Mapa de localização da área de estudos Fonte: NAKASHIMA (2017)

Figura 2

Terrenos montanhosos e escarpados da borda oeste do PETAR

Figura 3

Mapa de Índices de Geodiversidade do Parque Estadual Turístico do Alto Ribeira (PETAR) e sua Zona de Amortecimento

Considerações Finais

O conceito de geodiversidade vem se fixando, no meio acadêmico, como uma ferramenta de análise, capaz de trazer importantes contribuições para os agentes e instituições responsáveis pelo planejamento e gestão dos territórios. Trata-se de uma metodologia de fácil aplicação e interpretação, com precisão equivalente ao nível de detalhamento das escalas de levantamentos temáticos. O mapa aqui apresentado evidencia que as áreas com os maiores índices de geodiversidade são também aquelas em que a fragilidade ambiental é maior. Como o grande vetor de pressão ambiental da região é o das grandes mineradoras e as áreas de interesse de exploração coincidem com a zona de amortecimento do PETAR, é importante levar em consideração que eventuais conflitos de interesses possam ter permeado o plano de manejo proposto.
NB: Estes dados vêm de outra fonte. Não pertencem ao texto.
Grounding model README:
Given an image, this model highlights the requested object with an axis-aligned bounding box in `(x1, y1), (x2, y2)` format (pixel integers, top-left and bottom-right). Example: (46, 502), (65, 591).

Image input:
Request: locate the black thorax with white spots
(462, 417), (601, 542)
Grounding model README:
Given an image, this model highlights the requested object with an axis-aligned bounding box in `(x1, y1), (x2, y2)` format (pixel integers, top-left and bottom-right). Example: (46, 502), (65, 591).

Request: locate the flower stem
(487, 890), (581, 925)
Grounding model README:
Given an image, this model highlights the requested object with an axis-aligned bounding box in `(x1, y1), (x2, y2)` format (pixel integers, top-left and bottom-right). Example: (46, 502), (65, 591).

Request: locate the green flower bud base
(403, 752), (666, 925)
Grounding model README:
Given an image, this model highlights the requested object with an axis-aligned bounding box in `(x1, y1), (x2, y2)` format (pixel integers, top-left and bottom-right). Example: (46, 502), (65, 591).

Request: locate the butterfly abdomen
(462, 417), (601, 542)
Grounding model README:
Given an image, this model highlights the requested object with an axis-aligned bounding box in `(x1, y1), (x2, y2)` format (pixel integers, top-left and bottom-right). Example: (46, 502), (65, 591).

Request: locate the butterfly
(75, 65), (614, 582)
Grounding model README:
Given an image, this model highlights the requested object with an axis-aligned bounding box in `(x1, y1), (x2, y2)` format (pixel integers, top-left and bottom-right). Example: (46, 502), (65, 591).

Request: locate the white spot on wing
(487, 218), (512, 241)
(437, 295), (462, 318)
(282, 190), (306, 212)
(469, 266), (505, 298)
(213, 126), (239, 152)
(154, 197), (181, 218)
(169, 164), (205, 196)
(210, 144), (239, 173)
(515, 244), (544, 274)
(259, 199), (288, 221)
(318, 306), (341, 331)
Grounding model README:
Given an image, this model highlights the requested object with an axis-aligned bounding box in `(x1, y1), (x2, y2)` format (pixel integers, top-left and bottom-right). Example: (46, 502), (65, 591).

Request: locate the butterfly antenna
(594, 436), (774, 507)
Tendo em vista que as recomendações do plano de manejo são contraditórias e dizem respeito, justamente, à Zona de Amortecimento do parque, acreditamos que este trabalho contribui para a argumentação de que os terrenos montanhosos e escarpados devem ter a sua proteção ampliada, não apenas em função de sua alta fragilidade ambiental, mas também por conta de se tratar de uma área com geodiversidade ainda maior que aquela encontrada dentro da área do PETAR.